Despite these limitations, this evaluation has important future implications to temperature management in military medicine. First, the EHTD offers a new and effective temperature management technique that could be applied in forward critical care environments. Esophageal heat transfer offers several logistical advantages over surface and intravascular devices. The EHTD does not require extensive personnel to initiate treatment. Intravascular devices often require up to 30–45 min of hands-on physician and nursing time to set up and place, using sterile technique. Surface devices often require up to 15–20 min of hands-on time (and extensive patient manipulation) from two to three nurses. The EHTD can be placed in under 5 min by any provider trained to place an OG tube. Further, the EHTD is platform agnostic. Current surface and intravascular devices are designed only to connect within their own brand. The EHTD is designed to connect with the three most popular water blanket heat exchangers and evaluations are ongoing to expand approvals to other commercially available heat exchangers. This facilitates continuity of care during evacuation or transfers.

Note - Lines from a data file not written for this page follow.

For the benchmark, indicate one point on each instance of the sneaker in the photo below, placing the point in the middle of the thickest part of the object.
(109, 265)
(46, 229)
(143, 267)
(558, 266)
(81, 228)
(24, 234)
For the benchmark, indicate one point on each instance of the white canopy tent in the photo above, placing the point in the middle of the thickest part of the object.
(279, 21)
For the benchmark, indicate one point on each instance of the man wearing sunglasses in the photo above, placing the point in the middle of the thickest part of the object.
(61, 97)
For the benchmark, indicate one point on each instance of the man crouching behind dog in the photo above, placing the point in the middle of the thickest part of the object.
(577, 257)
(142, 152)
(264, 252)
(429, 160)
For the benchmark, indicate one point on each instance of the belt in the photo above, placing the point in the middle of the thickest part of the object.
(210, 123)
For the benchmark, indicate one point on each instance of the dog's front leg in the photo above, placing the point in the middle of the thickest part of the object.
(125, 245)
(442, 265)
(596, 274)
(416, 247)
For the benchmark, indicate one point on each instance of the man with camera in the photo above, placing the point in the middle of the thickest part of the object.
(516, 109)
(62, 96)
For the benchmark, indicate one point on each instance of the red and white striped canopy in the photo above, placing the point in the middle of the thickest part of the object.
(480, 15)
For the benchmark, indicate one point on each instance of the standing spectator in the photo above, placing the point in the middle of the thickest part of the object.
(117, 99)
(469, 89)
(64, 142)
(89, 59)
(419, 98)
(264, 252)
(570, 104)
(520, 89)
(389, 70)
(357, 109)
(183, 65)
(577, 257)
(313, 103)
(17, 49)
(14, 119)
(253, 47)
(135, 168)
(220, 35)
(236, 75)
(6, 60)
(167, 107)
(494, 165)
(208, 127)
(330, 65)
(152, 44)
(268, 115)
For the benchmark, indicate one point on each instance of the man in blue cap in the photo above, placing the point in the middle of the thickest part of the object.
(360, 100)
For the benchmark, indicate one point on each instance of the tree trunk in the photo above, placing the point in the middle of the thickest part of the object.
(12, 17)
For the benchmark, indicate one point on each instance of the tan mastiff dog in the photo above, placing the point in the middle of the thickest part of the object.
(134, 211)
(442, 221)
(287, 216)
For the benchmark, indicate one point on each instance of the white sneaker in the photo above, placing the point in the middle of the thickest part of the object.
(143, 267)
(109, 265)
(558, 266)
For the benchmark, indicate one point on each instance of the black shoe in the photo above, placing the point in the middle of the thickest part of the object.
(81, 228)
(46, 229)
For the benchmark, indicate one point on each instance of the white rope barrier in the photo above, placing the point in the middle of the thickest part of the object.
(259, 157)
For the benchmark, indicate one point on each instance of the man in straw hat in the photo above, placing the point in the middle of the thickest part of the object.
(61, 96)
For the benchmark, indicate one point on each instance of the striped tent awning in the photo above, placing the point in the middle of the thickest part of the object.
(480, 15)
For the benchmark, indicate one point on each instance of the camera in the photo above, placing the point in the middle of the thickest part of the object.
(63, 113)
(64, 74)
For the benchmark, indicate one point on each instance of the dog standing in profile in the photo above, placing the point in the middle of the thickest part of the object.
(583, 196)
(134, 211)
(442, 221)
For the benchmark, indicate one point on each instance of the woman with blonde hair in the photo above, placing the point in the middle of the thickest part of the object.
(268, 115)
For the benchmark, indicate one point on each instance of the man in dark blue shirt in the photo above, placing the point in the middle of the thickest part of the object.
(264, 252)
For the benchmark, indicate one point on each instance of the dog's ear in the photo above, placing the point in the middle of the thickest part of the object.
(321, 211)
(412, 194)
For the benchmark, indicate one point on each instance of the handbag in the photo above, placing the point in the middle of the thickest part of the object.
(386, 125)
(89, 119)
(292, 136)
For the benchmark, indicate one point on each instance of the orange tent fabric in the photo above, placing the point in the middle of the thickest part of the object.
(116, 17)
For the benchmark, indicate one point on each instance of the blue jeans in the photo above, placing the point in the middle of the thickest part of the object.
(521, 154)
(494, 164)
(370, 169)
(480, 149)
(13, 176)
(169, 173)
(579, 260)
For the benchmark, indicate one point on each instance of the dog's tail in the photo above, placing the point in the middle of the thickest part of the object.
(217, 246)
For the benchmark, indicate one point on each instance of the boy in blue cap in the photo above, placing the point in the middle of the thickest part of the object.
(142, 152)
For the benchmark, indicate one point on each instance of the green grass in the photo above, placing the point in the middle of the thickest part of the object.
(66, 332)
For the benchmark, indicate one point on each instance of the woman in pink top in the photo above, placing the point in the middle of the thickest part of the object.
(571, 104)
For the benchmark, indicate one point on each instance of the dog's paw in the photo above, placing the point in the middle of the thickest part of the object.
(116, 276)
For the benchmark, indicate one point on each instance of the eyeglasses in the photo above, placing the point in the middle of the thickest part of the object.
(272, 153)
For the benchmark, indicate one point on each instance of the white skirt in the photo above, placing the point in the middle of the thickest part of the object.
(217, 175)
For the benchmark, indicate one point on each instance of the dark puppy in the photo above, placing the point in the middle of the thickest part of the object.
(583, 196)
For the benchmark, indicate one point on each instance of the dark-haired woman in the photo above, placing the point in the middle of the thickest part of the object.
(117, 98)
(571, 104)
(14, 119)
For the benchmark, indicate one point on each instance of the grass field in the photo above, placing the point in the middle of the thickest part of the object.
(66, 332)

The EHTD can also be used in many severe burn cases. Clinicians treating burn patients often avoid surface and intravascular warming methods because any additional infection risk is considered unacceptable. Before the introduction of the EHTD, if surface and intravascular devices were excluded, the only remaining option available to counter perioperative hypothermia was elevating operating room ambient temperature as much as possible, sometimes up to 110 °F (43.3°C). However, raising room temperature is highly inefficient and transfers, at most, 13.2 W of energy to the patient35 while creating an extremely uncomfortable environment for the surgical team. In contrast, esophageal heat transfer delivers up to 30 W of energy to the patient, regardless of operating room temperature.35 In practice, during major burn excisions, anesthesiologists have used the EHTD to maintain normothermia in severe burn patients for up to 6 h in an OR kept at ~80 °F (26°C).33

Conclusions

The data presented in this evaluation support that the EHTD meets the requirements for optimal temperature management in a variety of critical care patients. In addition to quantitative effectiveness measures, the device also offers several clinical and logistical advantages that may be of importance to field medicine. Taken together, these characteristics provide an opportunity to move temperature management (an established standard of care) forward. Additional studies are in progress to demonstrate the feasibility of the EHTD in other clinical environments. Research is underway to explore how anesthesia affects esophageal heat transfer, which will ultimately support clinical trials in inadvertent perioperative hypothermia prevention during procedures with substantial temperature management challenges, such as trauma surgery, spine surgery, and open abdominal/thoracic surgery. EHTD performance in cooling procedures will be further evaluated through data collected in a neurointensive care unit registry, focusing on subarachnoid and intracranial hemorrhage patients. Each of these studies will contribute to the overarching body of knowledge that will ultimately lead to expanded evidence-based temperature management guidelines that reach beyond resuscitation.

Presentations

Presented as an oral presentation at the 2016 Military Health System Research Symposium (abstract number: MHSRS-16–1054).